Durante os quase 60 anos que decorreram desde a inauguração da Residência de Estudantes Müngersdorf, mais de três mil universitárias de 84 países viveram nela ou frequentaram as suas atividades. Ao longo deste tempo, passaram por Müngersdorf reconhecidos escritores, artistas, políticos e pensadores contemporâneos. Organizaram-se seminários, grupos de debate e conferências, além de diversos projetos sociais. As jovens que participam dessas atividades se enriquecem como pessoas e cidadãs e, se desejarem, também como cristãs.

Em 2009, o prédio foi reformado e o nome da Residência Estudantil Müngersdorf foi mudado para “Campus Muengersdorf”, um conceito que engloba três espaços num só: a Residência Universitária, o Domestic Management Center e o Conference Center.
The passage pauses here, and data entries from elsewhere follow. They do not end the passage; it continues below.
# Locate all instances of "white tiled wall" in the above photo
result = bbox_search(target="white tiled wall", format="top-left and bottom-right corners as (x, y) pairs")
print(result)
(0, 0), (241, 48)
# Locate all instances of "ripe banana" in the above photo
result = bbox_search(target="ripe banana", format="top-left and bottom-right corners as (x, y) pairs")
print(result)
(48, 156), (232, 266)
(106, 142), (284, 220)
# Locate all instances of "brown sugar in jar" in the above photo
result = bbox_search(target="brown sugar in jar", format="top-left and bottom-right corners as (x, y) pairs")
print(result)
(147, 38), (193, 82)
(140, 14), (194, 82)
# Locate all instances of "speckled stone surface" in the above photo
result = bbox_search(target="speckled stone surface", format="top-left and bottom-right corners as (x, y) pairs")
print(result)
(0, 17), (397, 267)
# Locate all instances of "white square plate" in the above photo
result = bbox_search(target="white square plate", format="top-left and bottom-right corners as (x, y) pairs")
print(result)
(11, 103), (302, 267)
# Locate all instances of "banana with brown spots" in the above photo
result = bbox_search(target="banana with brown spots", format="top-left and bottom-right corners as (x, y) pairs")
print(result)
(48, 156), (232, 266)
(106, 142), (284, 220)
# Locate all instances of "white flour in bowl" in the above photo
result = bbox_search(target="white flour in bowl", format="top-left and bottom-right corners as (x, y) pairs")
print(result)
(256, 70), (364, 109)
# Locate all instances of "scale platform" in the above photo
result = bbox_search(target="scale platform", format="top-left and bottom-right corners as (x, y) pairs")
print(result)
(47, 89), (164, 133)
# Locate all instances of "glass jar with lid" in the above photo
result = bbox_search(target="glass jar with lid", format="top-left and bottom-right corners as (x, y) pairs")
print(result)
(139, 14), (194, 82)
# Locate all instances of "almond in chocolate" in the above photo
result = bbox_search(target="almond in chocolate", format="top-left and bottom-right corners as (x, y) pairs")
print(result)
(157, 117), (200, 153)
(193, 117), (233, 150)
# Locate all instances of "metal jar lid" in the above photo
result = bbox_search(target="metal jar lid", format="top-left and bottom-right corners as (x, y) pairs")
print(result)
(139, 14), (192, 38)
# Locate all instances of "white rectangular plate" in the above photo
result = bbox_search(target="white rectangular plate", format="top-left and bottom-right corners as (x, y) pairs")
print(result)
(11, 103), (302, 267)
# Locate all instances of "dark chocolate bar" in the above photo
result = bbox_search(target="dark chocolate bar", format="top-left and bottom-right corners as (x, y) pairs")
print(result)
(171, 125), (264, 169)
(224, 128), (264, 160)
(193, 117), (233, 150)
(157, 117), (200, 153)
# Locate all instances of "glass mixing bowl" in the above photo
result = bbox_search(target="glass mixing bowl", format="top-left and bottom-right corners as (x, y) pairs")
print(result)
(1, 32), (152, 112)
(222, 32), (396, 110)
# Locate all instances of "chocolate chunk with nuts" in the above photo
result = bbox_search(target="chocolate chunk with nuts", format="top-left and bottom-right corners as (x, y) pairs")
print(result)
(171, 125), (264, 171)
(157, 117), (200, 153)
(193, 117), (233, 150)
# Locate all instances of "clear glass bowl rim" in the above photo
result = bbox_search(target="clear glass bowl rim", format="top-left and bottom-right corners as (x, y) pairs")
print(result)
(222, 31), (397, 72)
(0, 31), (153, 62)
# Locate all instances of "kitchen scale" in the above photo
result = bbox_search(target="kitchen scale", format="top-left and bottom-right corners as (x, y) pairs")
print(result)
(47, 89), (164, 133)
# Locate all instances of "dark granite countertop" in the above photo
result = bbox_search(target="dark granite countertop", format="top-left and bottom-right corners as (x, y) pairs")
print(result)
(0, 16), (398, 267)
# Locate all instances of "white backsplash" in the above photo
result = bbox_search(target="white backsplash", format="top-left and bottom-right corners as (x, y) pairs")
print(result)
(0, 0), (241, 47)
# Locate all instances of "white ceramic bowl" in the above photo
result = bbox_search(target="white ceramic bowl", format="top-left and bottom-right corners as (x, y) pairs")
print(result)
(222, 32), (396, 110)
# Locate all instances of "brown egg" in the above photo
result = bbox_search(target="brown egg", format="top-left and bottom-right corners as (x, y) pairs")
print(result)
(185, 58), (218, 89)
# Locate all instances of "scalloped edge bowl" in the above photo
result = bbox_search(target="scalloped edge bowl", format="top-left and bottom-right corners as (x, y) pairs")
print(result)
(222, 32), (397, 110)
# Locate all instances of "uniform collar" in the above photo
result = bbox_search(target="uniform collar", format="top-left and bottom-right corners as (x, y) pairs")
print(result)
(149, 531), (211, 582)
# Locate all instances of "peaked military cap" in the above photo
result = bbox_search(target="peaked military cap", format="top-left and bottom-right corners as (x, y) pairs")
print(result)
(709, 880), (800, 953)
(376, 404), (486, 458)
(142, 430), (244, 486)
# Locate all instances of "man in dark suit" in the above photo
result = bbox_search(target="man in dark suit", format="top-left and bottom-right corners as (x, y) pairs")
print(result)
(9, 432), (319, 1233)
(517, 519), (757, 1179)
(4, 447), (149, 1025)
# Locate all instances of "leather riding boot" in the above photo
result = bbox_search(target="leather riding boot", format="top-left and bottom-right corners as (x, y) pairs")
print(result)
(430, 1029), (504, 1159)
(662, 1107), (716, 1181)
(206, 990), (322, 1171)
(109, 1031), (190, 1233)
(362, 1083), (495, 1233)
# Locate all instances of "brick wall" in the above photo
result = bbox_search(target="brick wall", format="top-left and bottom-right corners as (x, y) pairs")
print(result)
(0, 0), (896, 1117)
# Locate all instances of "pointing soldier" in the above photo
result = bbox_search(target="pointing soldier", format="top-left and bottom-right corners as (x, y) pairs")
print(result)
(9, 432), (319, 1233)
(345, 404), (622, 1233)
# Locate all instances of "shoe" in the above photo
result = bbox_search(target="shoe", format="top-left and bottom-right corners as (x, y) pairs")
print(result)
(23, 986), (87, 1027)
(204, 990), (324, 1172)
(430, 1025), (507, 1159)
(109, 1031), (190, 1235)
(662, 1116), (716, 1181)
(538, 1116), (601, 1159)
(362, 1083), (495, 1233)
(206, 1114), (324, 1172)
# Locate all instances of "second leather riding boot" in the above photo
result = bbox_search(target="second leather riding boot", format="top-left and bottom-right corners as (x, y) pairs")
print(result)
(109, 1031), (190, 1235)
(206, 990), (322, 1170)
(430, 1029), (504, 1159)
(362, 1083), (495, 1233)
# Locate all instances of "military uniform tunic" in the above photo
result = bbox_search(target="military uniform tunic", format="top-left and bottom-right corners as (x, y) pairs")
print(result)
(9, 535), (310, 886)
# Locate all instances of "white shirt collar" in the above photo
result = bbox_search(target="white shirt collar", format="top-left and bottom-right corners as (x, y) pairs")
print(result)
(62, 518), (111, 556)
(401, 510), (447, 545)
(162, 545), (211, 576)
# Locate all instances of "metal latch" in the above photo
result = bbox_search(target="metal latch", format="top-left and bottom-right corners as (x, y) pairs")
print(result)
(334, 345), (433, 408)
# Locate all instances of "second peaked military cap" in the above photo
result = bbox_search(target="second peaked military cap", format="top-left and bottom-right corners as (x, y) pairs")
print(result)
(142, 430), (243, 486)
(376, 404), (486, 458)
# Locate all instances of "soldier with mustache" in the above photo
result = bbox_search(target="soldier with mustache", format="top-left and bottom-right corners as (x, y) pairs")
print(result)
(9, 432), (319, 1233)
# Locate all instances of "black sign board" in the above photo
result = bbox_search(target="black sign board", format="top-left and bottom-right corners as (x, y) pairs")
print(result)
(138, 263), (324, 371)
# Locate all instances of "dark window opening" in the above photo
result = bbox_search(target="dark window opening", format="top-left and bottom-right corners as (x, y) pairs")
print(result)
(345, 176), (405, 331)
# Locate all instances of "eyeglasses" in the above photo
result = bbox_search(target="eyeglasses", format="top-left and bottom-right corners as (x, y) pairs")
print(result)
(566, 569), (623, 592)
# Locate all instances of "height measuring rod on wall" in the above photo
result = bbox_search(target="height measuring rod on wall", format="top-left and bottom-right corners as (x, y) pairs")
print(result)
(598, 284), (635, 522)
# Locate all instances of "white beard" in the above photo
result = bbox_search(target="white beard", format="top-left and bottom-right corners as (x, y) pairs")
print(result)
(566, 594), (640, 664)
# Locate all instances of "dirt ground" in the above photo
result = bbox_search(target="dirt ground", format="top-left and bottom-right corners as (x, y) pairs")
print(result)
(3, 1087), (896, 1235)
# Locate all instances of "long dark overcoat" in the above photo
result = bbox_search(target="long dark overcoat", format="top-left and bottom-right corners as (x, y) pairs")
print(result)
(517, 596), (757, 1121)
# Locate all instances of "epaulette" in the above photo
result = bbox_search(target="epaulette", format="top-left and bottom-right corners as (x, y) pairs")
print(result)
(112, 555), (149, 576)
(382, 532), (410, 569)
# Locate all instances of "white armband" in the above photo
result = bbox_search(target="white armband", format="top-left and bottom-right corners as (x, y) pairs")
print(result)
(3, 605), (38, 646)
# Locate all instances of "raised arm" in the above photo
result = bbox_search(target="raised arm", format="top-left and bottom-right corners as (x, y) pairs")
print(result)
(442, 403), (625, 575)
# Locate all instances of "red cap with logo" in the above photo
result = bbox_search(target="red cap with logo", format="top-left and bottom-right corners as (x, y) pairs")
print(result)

Tanto a sua estrutura como as suas atividades foram adaptadas para satisfazer as necessidades de estudantes do século XXI.

Desde 2017, o sétimo andar da Residência destinou-se a um projeto piloto de “vida intergeracional” agora muito na moda na Alemanha, em que residem também pessoas idosas. Ana Quintana, uma das pioneiras do “projeto Müngersdorf”, faleceu aos 94 anos neste mesmo edifício, sendo muito estimada pelas residentes mais novas, com quem tinha feito amizade durante as horas de voluntariado como recepcionista da residência. Este projeto mostra um intercâmbio enriquecedor entre mulheres de diversas gerações, em que cada dia se aprende e desfruta mutuamente.